Entenda as novas regras de portabilidade de carências nos Planos de Saúde

Post Series: Planos de Saúde

Portabilidade de carências é o direito que os Beneficiários de planos de saúde têm mudar de plano de saúde, aproveitando os prazos de carências já cumpridos no plano anterior, desde que cumpra alguns requisitos que atualmente são:

  • 1- Estar com o contrato ativo no plano atual;
  • 2- Estar adimplente com a Operadora;
  • 3 – O plano atual deve ser posterior a 1999, ou adaptado a lei 9656/98, neste ultimo caso os prazos abaixo são contados à partir da data de adaptação do plano:
    • 3.1. Para a primeira portabilidade é exigido uma permanência mínima de 2 anos no plano de origem ou de 3 anos se tiver cumprido cobertura parcial temporária.
    • 3.2. Para portabilidades posteriores é exigido permanência mínima de 1 ano no plano de origem ou de 2 anos se a primeira portabilidade foi para um plano com mais coberturas.
  • 4- O plano de destino tem que ter a mesma faixa de preço ou uma faixa de preço menor do que o plano atual.
  • 5- O plano destino não pode estar suspenso ou com a comercialização suspensa.

O tema é um dos mais relevantes para os Consumidores de Planos de Saúde, pela necessidade ou não de se cumprir novas carências a cada novo contrato.

A portabilidade já é uma realidade, contudo, a Agência Nacional de Saúde (ANS), por meio da Resolução Normativa n. 438 de Dezembro 2018 trouxe novas regras e ampliou a possibilidade de realização da portabilidade de carências, contudo, devido ao prazo de adaptação de 180 dias para resolução entrar em vigor, as novas regras começam a valer neste dia 3 de junho de 2019.

Entenda as principais mudanças:

1. Ampliação de planos em que é possível fazer a portabilidade

Anteriormente, apenas os planos individuais / familiares e coletivos por adesão podiam pedir a portabilidade.

Agora os beneficiários de todas as modalidades de contração têm direito à realizar a portabilidade, quais sejam: individuais/ familiares, coletivos por adesão e coletivos empresariais.

Ou seja, os empregados demitidos e aposentados de planos coletivos empresariais continuam com o direito de permanecer no plano coletivo, desde que passem a realizar o pagamento total das mensalidades. Contudo, agora caso não queiram ficar vinculados ao plano empresarial também têm a opção de mudar para um plano compatível com pedido de portabilidade de carências, não necessitando cumprir novas carências.

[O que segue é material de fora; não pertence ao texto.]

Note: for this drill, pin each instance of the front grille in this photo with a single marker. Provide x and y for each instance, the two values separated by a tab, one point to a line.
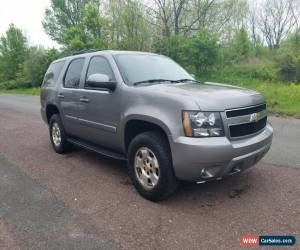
246	111
248	128
246	121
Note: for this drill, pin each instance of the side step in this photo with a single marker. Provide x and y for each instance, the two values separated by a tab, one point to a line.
99	150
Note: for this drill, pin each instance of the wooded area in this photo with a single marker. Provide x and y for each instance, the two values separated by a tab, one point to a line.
234	41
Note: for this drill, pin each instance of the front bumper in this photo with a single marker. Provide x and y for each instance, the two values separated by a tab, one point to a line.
202	159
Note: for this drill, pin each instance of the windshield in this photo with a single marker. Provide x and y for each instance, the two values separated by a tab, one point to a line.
145	67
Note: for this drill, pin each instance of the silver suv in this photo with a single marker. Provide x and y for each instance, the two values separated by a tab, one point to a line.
146	109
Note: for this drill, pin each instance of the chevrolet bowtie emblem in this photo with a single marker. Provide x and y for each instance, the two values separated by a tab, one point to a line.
254	117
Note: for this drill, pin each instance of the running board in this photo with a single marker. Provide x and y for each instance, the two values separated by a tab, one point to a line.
99	150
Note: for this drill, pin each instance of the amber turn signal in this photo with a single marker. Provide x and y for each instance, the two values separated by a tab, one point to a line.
187	124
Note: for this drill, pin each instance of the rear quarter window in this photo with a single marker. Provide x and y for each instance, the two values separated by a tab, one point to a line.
53	73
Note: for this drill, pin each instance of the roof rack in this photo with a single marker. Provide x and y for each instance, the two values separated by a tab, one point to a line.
84	51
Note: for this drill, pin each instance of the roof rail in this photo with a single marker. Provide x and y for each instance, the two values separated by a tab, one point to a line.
84	51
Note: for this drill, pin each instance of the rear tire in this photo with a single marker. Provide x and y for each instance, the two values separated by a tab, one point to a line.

2. Fim das janelas para pedir a portabilidade

Anteriormente a portabilidade poderia ser pedida no prazo de 4 meses após o aniversário da apólice, ou seja, apenas em 4 meses durante o ano poderia haver o pedido de portabilidade.

Agora, com as novas regras a portabilidade pode ser pedida a qualquer tempo.

3. Mudança de regras quanto à compatibilidade de coberturas

As novas regras retiram a exigência de compatibilidade de coberturas, antes só poderia haver portabilidade caso as coberturas do novo plano fossem as mesmas do antigo. Ex: ambulatorial para ambulatorial.

Passando, agora, a ser possível a ampliação de coberturas. Ex: ambulatorial para ambulatorial e hospitalar.

A única exigência atual é de compatibilidade de preços, onde o preço do plano de destino deve ser compatível com o plano de origem, e essa analise de compatibilidade é feita pela ANS. A compatibilidade do seu plano atual com outros planos destino podem ser consultadas no site da ANS.

Caso seu plano atual não seja encontrado na pesquisa do site ou não haja nenhum plano destino compatível, é possível solicitar por ofício à ANS que indique os planos compatíveis no seu caso concreto.

Nos casos de planos de pós-pagamento, uma vez que o pagamento dos custos dos procedimentos pelo Beneficiário é feito apenas após a utilização do serviço, não havendo, portanto, um preço fixo do produto, também não será exigida a compatibilidade de preços, uma vez que não existe preço fixo a ser utilizado como parâmetro.

A compatibilidade de preços, também não será exigida no caso de mudanças entre planos coletivos empresariais, pois com a mudança de empregador, muda-se para o plano coletivo da nova empresa sem a exigência de compatibilidade de preços.

Bem como, nos casos de portabilidade especial ou extraordinária, onde devido ao cancelamento ou liquidação do plano de origem, a ANS deve possibilitar a portabilidade para outros planos, que não necessariamente serão da mesma faixa de preço.

É importante destacar que caso hajam novas coberturas, com a mudança de plano, o Consumidor deverá cumprir os respectivos prazos de carência apenas em relação aos novos procedimentos cobertos. E nestes casos, de ampliação de cobertura, haverá uma prazo mínimo de permanência de dois anos antes de poder solicitar uma nova portabilidade.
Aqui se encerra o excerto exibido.